Before closing up, we take a look at the popularity of the considered hashtags. To do so, we filter the 6 queried hashtags and look at the distributions of plays depending on the hashtag. We find out that - in our small and not-at-all random sample -, #statistics is associated with the most viewed, while #rstats is (for now) the least popular hashtag.

larger_stats_tk %>%
  select(desc, matches("^stats")) %>%
  mutate(hashtags = stringr::str_extract_all(desc, "#\\w+")) %>%
  tidyr::unnest(hashtags) %>%
  filter(hashtags %in% c("#statsTikTok", "#statstiktok", "#statistics", "#rstats", "#datascience")) %>%
  mutate(hashtags = forcats::fct_reorder(hashtags, stats_play_count)) %>%
  ggplot(aes(x = hashtags, y = stats_play_count)) + 
  geom_boxplot() + 
  ylim(c(0, 12e3)) +
  theme_minimal() +
  labs(x = "Hashtag", y = "Number of Plays")

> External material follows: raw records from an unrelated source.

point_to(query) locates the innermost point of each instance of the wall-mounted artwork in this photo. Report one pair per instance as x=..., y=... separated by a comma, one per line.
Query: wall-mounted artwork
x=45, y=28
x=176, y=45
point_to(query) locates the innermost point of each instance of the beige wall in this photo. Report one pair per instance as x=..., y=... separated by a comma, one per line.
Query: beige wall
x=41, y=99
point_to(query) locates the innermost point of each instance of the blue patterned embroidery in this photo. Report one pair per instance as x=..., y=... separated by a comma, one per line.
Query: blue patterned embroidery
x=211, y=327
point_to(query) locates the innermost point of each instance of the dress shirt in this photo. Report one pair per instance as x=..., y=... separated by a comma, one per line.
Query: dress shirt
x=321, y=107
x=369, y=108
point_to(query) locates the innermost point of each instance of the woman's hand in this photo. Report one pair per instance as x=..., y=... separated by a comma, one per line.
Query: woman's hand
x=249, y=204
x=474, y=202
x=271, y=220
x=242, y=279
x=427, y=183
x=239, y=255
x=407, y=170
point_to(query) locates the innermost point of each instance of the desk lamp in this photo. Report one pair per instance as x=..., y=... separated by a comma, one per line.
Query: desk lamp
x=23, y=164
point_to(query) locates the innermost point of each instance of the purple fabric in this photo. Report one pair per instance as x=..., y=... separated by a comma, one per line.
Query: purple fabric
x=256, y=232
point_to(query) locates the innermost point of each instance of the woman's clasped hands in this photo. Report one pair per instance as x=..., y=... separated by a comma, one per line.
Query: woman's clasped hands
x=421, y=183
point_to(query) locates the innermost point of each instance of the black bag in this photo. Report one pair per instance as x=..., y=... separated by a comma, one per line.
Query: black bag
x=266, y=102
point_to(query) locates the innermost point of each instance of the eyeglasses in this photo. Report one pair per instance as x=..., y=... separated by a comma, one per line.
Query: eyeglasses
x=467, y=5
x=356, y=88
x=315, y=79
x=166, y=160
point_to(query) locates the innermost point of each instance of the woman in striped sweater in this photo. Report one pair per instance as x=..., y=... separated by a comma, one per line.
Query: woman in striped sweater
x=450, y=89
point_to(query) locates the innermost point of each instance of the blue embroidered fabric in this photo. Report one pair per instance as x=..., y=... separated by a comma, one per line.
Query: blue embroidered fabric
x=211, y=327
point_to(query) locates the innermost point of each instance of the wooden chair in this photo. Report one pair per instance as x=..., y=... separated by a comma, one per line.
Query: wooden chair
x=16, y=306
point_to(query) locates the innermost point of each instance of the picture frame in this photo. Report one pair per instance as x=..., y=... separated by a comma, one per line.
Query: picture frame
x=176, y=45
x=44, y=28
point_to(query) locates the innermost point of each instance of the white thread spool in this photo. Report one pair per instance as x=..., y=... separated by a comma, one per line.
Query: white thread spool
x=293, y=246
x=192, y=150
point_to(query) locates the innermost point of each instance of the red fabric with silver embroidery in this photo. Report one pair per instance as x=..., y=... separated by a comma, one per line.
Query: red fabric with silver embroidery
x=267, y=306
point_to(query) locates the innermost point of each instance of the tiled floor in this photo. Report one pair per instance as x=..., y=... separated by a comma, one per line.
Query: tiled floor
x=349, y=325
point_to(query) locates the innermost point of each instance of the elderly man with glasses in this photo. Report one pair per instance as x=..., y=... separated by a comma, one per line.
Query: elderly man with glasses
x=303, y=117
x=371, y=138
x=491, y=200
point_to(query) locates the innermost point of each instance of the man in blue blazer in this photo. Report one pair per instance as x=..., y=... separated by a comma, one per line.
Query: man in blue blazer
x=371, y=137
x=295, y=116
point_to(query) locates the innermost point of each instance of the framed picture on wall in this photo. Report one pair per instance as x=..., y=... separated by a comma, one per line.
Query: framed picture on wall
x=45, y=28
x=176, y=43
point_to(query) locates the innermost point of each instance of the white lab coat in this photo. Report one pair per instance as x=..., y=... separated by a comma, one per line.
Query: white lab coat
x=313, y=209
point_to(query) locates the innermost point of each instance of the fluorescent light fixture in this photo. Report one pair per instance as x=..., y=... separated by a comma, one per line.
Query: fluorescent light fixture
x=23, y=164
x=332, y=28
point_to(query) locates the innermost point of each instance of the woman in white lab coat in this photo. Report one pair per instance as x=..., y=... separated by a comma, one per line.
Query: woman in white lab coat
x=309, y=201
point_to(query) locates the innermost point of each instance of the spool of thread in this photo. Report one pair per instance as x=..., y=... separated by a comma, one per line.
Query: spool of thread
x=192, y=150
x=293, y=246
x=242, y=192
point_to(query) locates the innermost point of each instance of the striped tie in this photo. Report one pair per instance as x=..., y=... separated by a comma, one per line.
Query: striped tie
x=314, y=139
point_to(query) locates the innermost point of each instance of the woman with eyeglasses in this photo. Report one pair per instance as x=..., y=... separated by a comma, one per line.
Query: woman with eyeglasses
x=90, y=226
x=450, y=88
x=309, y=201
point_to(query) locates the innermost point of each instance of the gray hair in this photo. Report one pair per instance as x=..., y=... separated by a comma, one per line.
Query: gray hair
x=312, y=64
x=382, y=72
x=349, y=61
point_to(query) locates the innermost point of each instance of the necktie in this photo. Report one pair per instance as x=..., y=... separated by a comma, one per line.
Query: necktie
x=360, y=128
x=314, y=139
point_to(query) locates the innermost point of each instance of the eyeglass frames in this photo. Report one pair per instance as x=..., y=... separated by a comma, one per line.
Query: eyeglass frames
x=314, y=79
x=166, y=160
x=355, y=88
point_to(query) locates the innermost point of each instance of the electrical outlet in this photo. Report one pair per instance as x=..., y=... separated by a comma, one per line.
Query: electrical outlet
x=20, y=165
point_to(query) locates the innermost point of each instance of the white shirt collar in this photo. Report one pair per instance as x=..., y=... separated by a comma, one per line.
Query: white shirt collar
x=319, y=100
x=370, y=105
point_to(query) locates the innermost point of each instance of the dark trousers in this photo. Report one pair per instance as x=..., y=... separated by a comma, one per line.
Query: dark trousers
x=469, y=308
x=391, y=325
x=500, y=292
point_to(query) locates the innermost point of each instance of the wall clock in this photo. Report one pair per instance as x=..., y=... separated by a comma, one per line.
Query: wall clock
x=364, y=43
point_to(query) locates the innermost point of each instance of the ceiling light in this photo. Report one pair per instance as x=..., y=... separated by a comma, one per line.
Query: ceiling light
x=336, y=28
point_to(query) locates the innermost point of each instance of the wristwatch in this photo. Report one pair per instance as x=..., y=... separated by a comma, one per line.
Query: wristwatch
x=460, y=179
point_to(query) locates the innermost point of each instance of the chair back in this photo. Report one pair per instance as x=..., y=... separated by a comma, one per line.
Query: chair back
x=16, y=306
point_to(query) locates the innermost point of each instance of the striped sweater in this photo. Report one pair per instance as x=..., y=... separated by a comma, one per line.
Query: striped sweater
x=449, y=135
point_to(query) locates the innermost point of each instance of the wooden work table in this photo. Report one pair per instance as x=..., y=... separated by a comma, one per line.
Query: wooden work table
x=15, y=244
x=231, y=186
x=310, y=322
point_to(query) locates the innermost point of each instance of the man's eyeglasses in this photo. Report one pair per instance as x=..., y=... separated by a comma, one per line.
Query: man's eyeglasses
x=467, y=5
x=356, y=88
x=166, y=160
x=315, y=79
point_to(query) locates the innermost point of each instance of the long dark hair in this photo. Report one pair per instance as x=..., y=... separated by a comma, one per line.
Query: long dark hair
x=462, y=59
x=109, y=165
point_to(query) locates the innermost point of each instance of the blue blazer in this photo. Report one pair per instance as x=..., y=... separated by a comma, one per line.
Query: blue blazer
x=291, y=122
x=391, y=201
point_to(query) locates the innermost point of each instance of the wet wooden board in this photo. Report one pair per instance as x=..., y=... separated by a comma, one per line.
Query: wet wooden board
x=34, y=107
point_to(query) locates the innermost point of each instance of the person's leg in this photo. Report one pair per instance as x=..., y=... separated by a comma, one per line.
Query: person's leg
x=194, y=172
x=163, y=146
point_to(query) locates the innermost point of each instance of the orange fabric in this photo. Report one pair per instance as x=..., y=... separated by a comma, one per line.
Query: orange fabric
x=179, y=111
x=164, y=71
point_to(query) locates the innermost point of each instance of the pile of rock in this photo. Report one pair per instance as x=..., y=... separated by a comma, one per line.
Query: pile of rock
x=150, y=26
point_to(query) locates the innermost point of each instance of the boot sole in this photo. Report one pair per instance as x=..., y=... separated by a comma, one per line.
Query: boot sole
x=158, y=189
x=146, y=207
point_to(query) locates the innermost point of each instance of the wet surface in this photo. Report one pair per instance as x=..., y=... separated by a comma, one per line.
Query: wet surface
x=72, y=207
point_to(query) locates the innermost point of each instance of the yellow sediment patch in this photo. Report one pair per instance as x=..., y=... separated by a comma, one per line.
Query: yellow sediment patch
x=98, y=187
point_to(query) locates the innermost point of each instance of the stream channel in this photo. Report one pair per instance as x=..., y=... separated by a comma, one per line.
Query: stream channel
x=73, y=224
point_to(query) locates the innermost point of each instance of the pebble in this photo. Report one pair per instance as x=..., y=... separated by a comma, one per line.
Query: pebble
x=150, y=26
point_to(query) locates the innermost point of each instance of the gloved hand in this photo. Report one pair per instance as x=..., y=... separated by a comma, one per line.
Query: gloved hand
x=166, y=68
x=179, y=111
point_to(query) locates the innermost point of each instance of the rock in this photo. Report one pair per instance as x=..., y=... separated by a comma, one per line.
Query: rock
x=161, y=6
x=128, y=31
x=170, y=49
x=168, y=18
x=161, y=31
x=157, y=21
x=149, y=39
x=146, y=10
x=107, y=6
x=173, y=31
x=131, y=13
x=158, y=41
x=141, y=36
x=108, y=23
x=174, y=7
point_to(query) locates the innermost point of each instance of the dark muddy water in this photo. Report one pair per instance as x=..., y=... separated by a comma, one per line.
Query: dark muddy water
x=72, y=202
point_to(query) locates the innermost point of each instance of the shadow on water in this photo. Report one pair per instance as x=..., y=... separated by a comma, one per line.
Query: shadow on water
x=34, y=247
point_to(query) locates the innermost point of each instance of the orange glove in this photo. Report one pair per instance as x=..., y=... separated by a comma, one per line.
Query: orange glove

Check out the most common music titles usedd

larger_stats_tk %>% 
  count(music_title, music_play_url, sort = T) %>% 
  filter(!str_detect(music_title, "original")) %>% 
  slice(1:10) %>%
  knitr::kable()  %>%
music_title music_play_url n
Classical Music 14
She Share Story (for Vlog) 14
The Banjo Beat, Pt. 1 12
What If (I Told You I Like You) 10
Banana (feat. Shaggy) [DJ FLe - Minisiren Remix] 8
Renee 8
Stranger 8
Monkeys Spinning Monkeys 7
Mystery of Love (From the Original Motion Picture “Call Me by Your Name”) 7
Play Date 7

Looks like Classical Music is quite popular with stats tiktok!